J’ai arrêté il y a deux ans et demi. J’ai déménagé à Rouen car j’ai effectué une formation en tant que conseiller en gestion du patrimoine. J’ai suivi mes trois amis qui étaient au centre de formation de Caen : Julien Valéro, Marc Coplo et Baptiste Dumets. Je vais très souvent à Caen pour le travail. Je revois d’ailleurs mon ami Yohan Eudeline ou Pilou Mokkedel qui a ouvert un restaurant. Ce nouveau métier me plaît beaucoup. Dans environ six mois, nous allons ouvrir un cabinet à Montpellier avec Julien Valéro. Parallèlement, je suis associé avec Benjamin Nivet dans une société qui s’appelle Allyteams. Elle aide les sportifs à penser à leur après-carrière.
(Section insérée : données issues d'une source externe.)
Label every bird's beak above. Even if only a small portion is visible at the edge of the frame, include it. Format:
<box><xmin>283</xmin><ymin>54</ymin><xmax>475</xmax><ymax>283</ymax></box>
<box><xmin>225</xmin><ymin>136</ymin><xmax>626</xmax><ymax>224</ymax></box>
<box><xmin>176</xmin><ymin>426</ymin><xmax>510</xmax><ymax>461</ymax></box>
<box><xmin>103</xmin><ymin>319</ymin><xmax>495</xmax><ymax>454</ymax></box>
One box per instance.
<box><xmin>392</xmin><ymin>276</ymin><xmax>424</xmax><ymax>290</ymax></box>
Avant cela, je suis parti à Tahiti, un mois.

Comment es-tu arrivé à Tahiti ?
Marama Vahirua m’a proposé de venir pour participer à la Ligue des Champions de l’Océanie qui avait lieu à Papeete. J’ai joué quelques matches des phases de poules et j’ai également participé à certaines rencontres de championnat. J’ai dû retourner en Métropole pour poursuivre ma formation. Là-bas, le jeu est basé sur le physique. Je dirais que le niveau correspond à la N2.

Que retiens-tu de cette expérience de vie ?
C’était top. Déjà, je vivais dans la famille de Marama. J’ai été super bien accueilli et ça m’a permis de connaître Tahiti de l’intérieur. Les Tahitiens ont une autre mentalité qu’en Métropole. Ils vivent du jour au lendemain. Ici, on pense trop à l’avenir et on ne vit pas assez l’instant présent. J’ai ressenti une paix en allant là-bas. J’avais l’impression qu’ils étaient tous zens.

Revenons à tes débuts. Quels étaient tes rêves quand tu étais plus jeune ?
J’ai toujours rêvé de devenir joueur de football professionnel. Je ne pensais qu’à ça. J’ai commencé à Rosny-sous-Bois, en deuxième division de district. Quand j’étais petit, j’étais très rêveur. A 13 ans, je me suis inscrit à Clairefontaine en envoyant un papier journal. Mon père m’a dit : « c’est une opportunité, tu verras le niveau là-bas ». Quand il a annoncé ça à ma mère, elle a eu peur que je quitte la maison. Finalement, j’ai été pris.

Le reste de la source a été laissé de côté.